CAPÍTULO 1 – O professor de Ciências: formação e profissão

1.3. Pensamento, ação e reflexão na formação do professor

Várias são as visões que buscam o entendimento do papel da reflexão na formação dos professores, não se pode negar sua importância, mas cabe discutir como ela pode contribuir, efetivamente, para o trabalho docente e como entendê-la em relação à prática, que são questões relevantes para o ensino.

A reflexão da qual falamos é uma relação constante entre o pensamento que está imbuído de referências teóricas, sociais, históricas, culturais e as ações no trabalho, que são indissociáveis, o que também não ocorre em processos de isolamento, mas sim em trocas com o coletivo, para que, então, se internalize para cada sujeito.

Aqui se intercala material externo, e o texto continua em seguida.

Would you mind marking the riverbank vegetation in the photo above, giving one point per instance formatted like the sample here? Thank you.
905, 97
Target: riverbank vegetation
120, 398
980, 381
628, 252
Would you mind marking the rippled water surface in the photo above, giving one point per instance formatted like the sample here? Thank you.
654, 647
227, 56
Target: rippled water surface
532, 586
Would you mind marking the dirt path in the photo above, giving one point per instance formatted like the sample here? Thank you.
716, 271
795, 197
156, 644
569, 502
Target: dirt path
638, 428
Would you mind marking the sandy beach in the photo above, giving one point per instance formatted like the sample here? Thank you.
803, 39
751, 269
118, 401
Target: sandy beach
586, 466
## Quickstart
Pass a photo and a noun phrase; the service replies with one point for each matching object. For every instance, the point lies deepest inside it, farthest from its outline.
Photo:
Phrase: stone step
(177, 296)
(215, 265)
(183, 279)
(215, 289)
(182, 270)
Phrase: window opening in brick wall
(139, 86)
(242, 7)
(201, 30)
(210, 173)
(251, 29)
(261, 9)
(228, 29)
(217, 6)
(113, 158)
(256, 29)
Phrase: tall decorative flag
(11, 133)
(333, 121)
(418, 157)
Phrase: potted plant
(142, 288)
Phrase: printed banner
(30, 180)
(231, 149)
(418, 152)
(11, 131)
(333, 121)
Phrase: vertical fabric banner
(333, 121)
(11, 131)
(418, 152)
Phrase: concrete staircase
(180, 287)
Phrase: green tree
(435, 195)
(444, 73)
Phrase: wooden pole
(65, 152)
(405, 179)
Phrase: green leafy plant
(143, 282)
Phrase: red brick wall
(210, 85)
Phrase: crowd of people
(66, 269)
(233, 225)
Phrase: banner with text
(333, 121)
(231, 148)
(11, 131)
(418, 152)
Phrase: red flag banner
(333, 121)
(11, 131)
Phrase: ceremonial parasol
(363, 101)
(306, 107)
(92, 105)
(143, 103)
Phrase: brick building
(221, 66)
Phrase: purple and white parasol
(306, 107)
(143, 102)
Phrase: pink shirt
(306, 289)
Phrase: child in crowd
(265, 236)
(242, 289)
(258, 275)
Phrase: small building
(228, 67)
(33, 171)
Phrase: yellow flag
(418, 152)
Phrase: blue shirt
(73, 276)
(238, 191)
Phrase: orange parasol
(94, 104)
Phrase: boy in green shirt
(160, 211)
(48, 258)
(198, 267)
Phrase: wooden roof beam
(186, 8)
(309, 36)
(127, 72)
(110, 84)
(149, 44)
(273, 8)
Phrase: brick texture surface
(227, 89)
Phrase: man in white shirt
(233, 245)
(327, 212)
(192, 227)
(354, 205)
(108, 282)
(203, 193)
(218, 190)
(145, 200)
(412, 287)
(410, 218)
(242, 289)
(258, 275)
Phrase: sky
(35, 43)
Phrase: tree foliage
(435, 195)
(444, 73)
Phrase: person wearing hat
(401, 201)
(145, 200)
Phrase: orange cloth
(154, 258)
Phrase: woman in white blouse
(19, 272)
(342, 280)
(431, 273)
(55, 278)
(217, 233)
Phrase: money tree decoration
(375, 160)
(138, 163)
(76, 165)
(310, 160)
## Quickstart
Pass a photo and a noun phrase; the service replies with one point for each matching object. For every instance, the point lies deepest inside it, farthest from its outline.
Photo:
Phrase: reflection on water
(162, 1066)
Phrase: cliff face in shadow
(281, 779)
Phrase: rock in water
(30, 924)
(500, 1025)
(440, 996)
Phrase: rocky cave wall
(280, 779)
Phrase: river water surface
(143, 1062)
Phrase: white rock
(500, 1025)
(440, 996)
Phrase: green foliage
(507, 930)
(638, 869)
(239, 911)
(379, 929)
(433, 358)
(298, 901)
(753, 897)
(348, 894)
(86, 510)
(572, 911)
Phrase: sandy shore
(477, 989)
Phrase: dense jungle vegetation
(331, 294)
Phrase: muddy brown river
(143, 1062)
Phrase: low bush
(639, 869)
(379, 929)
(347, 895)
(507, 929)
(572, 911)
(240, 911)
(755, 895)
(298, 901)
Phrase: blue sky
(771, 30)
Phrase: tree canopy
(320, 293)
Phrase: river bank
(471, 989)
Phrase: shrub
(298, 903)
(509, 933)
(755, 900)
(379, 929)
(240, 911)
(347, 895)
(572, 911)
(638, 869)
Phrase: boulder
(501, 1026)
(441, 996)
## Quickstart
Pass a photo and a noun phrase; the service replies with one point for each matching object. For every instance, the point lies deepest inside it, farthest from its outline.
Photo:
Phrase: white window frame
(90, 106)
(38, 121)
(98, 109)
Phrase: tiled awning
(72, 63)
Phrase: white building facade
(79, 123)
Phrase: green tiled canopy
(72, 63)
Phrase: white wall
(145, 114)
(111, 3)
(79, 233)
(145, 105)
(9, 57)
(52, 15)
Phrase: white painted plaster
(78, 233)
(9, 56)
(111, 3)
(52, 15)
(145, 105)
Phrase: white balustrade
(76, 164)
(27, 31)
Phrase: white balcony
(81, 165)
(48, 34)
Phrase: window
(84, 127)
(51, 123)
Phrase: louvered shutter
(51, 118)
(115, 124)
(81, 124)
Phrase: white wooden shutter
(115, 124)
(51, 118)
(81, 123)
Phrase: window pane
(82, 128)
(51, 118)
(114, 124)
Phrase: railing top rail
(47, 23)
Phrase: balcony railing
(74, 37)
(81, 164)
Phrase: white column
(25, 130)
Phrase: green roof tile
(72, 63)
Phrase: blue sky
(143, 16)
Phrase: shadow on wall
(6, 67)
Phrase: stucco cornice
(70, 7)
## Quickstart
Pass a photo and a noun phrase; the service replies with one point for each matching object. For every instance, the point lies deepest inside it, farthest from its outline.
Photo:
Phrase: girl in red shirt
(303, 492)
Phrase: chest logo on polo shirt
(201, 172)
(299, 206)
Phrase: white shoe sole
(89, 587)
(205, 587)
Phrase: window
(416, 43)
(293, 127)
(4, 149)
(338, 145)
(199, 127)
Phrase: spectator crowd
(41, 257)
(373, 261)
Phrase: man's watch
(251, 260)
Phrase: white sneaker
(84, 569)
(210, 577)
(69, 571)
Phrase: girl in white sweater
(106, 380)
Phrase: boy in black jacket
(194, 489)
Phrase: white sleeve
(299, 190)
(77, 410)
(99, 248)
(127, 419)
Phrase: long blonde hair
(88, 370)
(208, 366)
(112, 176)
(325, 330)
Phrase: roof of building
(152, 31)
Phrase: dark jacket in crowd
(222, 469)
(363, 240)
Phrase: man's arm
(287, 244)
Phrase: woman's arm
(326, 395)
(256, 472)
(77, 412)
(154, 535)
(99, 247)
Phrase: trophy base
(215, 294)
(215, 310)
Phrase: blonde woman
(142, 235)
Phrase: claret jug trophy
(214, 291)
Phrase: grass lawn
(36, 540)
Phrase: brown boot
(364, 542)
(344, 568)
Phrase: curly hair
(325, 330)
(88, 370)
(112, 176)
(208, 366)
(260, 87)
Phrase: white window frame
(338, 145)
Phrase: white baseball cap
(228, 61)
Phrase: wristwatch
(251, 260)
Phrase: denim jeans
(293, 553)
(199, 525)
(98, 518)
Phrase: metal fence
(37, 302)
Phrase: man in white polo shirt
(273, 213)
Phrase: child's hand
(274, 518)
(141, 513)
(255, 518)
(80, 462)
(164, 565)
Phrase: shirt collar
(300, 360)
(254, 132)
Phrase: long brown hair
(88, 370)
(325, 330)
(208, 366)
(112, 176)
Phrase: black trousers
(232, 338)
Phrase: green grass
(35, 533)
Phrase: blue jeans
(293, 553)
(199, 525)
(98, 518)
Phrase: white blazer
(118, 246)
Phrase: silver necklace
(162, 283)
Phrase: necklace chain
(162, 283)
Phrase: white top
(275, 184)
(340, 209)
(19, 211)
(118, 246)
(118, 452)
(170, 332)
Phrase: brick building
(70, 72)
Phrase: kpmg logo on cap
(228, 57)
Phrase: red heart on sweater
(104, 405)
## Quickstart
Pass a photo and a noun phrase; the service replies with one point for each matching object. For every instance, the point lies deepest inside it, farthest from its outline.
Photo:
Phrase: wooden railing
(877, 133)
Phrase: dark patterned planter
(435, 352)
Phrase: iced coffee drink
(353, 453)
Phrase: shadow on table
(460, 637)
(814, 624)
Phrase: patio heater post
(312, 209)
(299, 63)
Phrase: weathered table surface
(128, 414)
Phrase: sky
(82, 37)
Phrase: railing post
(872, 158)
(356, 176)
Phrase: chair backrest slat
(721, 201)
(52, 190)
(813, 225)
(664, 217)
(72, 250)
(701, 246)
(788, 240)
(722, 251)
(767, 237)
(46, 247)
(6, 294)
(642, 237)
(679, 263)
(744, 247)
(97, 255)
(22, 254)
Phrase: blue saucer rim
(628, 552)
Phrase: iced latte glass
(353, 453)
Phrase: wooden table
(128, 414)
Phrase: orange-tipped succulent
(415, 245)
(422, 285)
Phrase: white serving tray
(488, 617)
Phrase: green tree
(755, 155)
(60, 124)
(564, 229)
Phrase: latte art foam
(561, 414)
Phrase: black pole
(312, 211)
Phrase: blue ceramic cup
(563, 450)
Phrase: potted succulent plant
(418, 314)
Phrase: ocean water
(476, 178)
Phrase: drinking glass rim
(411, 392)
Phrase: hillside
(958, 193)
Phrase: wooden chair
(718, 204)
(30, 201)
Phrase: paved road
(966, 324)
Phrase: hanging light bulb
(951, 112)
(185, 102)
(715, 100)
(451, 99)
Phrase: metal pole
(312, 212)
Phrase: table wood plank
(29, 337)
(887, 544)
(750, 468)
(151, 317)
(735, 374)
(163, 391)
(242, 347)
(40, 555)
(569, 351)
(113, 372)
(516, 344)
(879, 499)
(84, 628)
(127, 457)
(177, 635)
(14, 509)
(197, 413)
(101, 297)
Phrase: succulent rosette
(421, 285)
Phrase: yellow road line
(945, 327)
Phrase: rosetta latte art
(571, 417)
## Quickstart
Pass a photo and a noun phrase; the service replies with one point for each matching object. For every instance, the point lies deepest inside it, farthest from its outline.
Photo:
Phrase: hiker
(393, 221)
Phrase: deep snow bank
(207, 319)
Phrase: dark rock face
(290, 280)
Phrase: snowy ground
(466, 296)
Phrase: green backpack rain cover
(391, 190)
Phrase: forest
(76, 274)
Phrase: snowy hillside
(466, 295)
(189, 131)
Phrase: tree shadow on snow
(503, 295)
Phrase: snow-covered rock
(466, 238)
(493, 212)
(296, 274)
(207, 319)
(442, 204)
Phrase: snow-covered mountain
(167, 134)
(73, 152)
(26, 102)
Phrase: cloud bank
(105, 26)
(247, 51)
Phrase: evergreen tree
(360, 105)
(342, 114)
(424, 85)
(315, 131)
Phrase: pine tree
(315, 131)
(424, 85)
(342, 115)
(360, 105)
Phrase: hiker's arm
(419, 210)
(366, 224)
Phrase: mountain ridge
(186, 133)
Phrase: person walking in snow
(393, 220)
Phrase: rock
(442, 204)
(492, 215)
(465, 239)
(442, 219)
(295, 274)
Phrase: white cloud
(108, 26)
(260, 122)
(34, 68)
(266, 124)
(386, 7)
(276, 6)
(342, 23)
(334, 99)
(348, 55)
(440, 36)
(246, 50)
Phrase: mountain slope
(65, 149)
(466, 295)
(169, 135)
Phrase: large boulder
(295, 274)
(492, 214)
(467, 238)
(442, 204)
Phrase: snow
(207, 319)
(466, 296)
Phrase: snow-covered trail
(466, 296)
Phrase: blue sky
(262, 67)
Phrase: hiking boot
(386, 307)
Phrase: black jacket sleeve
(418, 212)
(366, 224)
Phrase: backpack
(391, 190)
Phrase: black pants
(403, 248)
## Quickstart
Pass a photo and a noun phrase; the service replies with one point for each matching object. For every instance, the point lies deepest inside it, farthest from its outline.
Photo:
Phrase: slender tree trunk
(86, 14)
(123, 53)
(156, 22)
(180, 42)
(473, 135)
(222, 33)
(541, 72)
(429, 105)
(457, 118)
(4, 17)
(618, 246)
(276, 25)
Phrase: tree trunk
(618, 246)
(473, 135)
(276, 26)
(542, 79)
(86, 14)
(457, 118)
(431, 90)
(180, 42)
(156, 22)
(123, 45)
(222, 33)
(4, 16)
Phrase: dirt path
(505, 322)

O entendimento de reflexão, ou reflexividade, foi e continua sendo discutido, bem como, muito usado sem conotação embasada em uma concepção do trabalho docente e sim como uma expressão da moda ou slogan, como mencionam Pimenta (2010), Alarcão (2010) e Zeichner (2008), o que faz com que o termo perca sua dimensão político-epistemológica, seja utilizado por todas perspectivas educacionais que pretendam tratar da formação docente. Outro ponto observado por Pimenta (op. cit.) que também compromete o entendimento da reflexão no trabalho docente é o que ela chamou de uma tecnização da reflexão, que se operacionaliza em competências necessárias à formação do professor e para sua avaliação. A visão dada à reflexão é comprometida ainda mais quando em cursos de formação considera-se a prática em si mesma, supervalorizando-a, como se a prática desprovida de teoria fosse possível para um trabalho docente consistente e crítico. A autora propõe que:

A análise crítica contextualizada do conceito de professor reflexivo empreendida neste texto permite superar as limitações, afirmando-o como um conceito político-epistemológico que requer o acompanhamento de políticas públicas conseqüentes para sua efetivação. [...] Assim, a análise das contradições presentes na apropriação histórica e concreta desse conceito, evidenciadas na pesquisa teórica e empírica empreendida, subsidia a proposta de superar-se a identidade necessária dos professores de reflexivos para a de intelectuais críticos e reflexivos (Ibidem, p.47).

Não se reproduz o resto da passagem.